To post to this group, send email to omek...@googlegroups.com.
To unsubscribe from this group, send email to omeka-dev+...@googlegroups.com.
For more options, visit this group at http://groups.google.com/group/omeka-dev?hl=en.

Ethan Gruber

unread,
Apr 21, 2010, 3:17:31 PM4/21/10
to omek...@googlegroups.com
I've done a lot of work with controlled vocabularies in a totally different framework (XForms), but the vocabularies themselves were stored in a Solr index and queried through TermsComponent.  You could use ajax to take advantage of terms stored in Solr in the Omeka framework just as easily, I think.  I guess that is one more item in the list of features a Solr plugin may provide in the future.

Ethan

Tom Scheinfeldt

unread,
Apr 21, 2010, 3:22:29 PM4/21/10
to omeka-dev
I hadn't thought about Solr. That's a better long term solution. But
definitely something we should keep on the radar.

Thanks, Ethan.

Patrick Murray-John

unread,
Apr 21, 2010, 3:51:24 PM4/21/10
to omek...@googlegroups.com
AjaxCreate might be a way at part of it, at least in short term. Where
and how the vocabularies are stored is definitely a key question.

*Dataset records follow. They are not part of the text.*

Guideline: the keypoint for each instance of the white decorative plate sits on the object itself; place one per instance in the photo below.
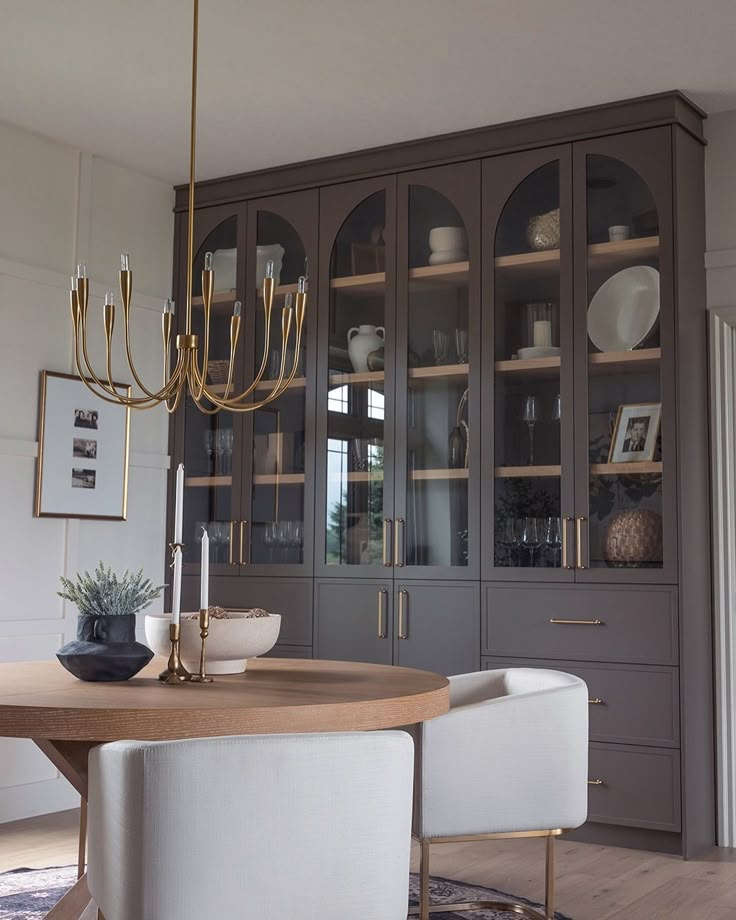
(624, 309)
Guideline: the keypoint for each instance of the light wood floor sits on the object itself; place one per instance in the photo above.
(593, 882)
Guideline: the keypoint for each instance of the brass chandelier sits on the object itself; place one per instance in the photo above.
(189, 372)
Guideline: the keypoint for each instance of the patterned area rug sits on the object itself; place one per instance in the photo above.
(28, 894)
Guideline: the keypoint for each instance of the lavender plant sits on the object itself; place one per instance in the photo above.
(108, 595)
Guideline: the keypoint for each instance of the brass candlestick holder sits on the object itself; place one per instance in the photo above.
(204, 629)
(175, 673)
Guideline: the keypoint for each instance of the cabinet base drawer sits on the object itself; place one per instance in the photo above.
(581, 623)
(629, 704)
(636, 787)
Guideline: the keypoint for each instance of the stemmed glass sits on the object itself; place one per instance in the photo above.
(553, 538)
(533, 536)
(530, 415)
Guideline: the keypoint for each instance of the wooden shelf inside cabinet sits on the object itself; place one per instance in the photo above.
(278, 479)
(626, 469)
(527, 472)
(207, 482)
(607, 362)
(443, 371)
(439, 474)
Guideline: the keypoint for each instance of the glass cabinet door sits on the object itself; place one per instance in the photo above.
(210, 444)
(528, 343)
(625, 315)
(436, 520)
(274, 528)
(355, 418)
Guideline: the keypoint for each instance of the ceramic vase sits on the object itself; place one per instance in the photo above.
(105, 649)
(362, 340)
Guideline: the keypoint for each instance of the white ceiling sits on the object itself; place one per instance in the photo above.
(289, 80)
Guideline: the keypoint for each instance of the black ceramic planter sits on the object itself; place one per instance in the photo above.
(105, 649)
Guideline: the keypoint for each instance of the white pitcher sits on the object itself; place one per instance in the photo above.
(362, 340)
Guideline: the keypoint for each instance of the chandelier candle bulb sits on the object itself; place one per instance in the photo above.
(204, 588)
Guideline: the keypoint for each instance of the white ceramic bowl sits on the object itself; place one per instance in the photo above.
(230, 642)
(443, 238)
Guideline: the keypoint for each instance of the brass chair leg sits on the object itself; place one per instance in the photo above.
(82, 852)
(549, 880)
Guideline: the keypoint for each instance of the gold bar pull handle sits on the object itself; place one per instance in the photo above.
(382, 596)
(241, 554)
(399, 547)
(403, 596)
(566, 564)
(387, 524)
(579, 542)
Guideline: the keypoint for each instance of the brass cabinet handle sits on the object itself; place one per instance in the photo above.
(241, 560)
(403, 595)
(382, 595)
(387, 522)
(579, 542)
(399, 548)
(566, 521)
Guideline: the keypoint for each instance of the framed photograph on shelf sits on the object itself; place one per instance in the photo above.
(635, 433)
(83, 445)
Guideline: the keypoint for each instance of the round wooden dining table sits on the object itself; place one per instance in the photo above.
(66, 717)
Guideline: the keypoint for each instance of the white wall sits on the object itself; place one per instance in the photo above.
(59, 205)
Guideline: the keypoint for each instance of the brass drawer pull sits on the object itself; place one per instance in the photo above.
(387, 523)
(403, 594)
(382, 595)
(241, 560)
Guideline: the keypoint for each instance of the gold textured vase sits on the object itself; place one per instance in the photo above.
(633, 538)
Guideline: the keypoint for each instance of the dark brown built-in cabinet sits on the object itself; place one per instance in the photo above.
(495, 451)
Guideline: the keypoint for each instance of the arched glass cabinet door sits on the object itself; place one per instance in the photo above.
(209, 444)
(355, 391)
(275, 526)
(529, 499)
(438, 352)
(624, 518)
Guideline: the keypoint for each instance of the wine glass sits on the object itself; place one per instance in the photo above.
(440, 341)
(532, 536)
(553, 537)
(530, 415)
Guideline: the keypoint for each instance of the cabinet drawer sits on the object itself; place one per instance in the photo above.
(291, 597)
(638, 705)
(640, 787)
(637, 625)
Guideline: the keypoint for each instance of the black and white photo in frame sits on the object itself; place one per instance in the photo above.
(635, 434)
(83, 444)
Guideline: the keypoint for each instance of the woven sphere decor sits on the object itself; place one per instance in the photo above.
(633, 538)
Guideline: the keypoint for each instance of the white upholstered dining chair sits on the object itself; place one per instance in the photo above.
(262, 827)
(510, 759)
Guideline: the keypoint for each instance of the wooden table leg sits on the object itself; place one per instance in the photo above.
(70, 759)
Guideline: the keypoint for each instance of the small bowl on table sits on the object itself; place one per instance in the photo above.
(230, 642)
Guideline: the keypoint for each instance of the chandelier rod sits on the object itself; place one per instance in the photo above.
(192, 160)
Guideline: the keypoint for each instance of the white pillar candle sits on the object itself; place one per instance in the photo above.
(542, 333)
(179, 506)
(176, 588)
(204, 589)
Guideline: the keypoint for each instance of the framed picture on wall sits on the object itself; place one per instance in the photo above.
(635, 434)
(83, 444)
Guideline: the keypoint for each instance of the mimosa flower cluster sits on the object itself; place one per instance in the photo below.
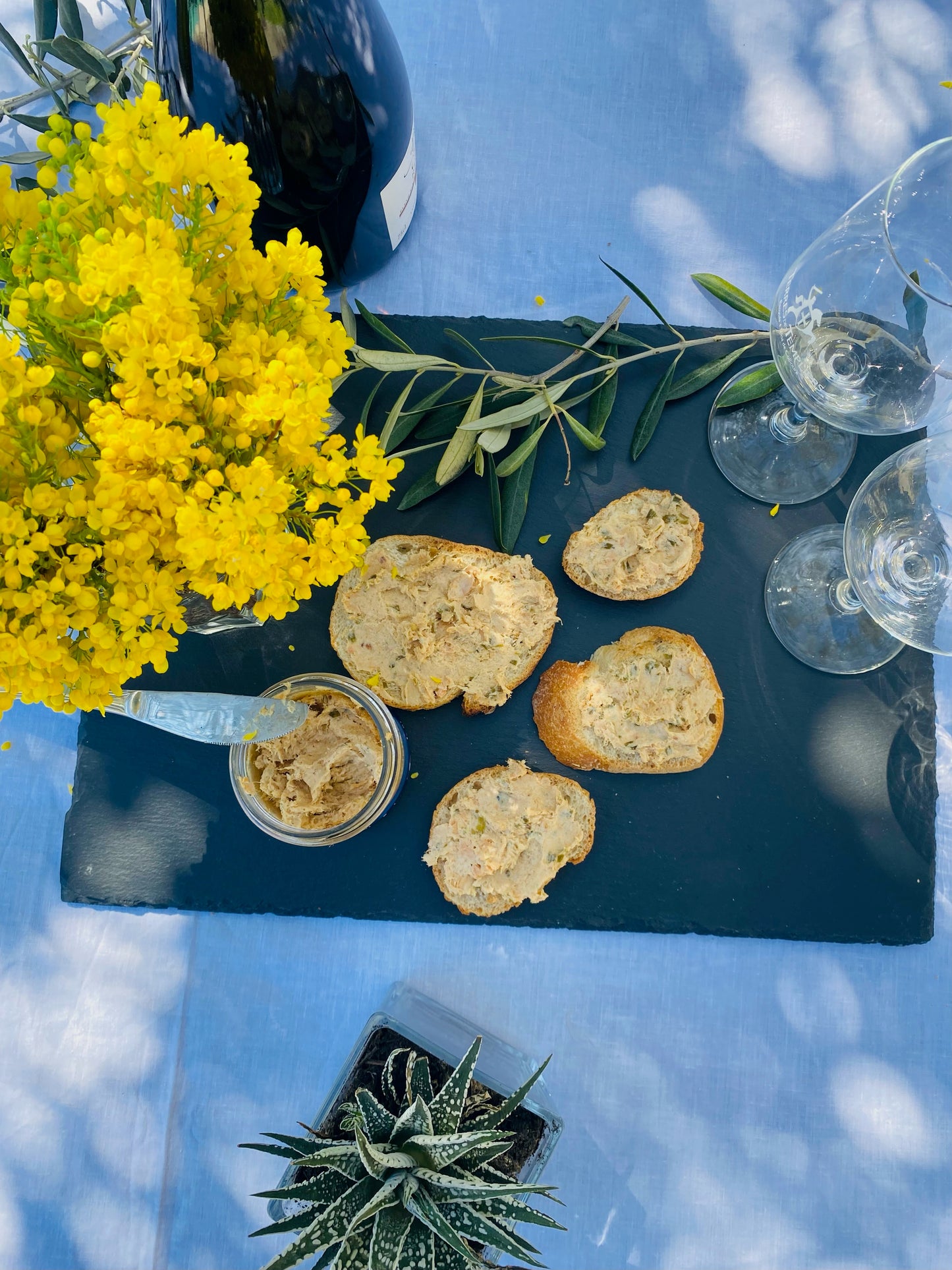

I'm a little fuzzy about cases...is this on the right track:
I'm thinking that the mission is to create Tags in Omeka, selecting from
the controlled vocabulary?
So the idea would be that, instead of a text field to create a new Tag,
it would provide a dropdown, populated (somehow) with the vocabulary?

If that's the case, then we'd really just need an array of the terms in
the vocabulary to stuff into the dialog form, and the game would just be
how to generate and/or store that array.

Or, are we talking about a way to create the Omeka Tags entirely from
scratch?

I guess what I'm wondering about is what other workflow AjaxCreate might
be useful in, and at what point in the workflow?

Thanks for the shout-outs on Twitter today--much appreciated!!

Patrick

Tom Scheinfeldt

unread,
Apr 21, 2010, 3:56:17 PM4/21/10
to omeka-dev
Patrick-- I'm actually thinking about core and item type metadata in
addition to tags. But that's the idea: creating metadata from
pre-defined lists to insure consistency across items and collections.

Ethan Gruber

unread,
Apr 21, 2010, 4:01:47 PM4/21/10
to omek...@googlegroups.com
So as a practical example, connect the Dublin Core subject input box with the LCSH controlled vocabulary with autosuggested terms?

Tom Scheinfeldt

unread,
Apr 21, 2010, 4:14:44 PM4/21/10
to omeka-dev
Right. Or any arbitrary, pre-configured list of terms. I don't even
know if it has to autosuggest. It could just be a drop down menu.

Thanks for talking this through.

Patrick Murray-John

unread,
Apr 21, 2010, 4:51:46 PM4/21/10
to omek...@googlegroups.com
Hmmm....this is getting interesting quickly!

Here's what I'm thinking, though it moves us outside the realm of
hacking AjaxCreate

Create a plugin (did I mention I suffer from scope-creep a lot?) called
ControlledVocab, whose job it is to store user-created or imported
vocabs and/or manage the connection to a web service publishing a
controlled vocab (so, for example, we don't have to import all of LCSH!)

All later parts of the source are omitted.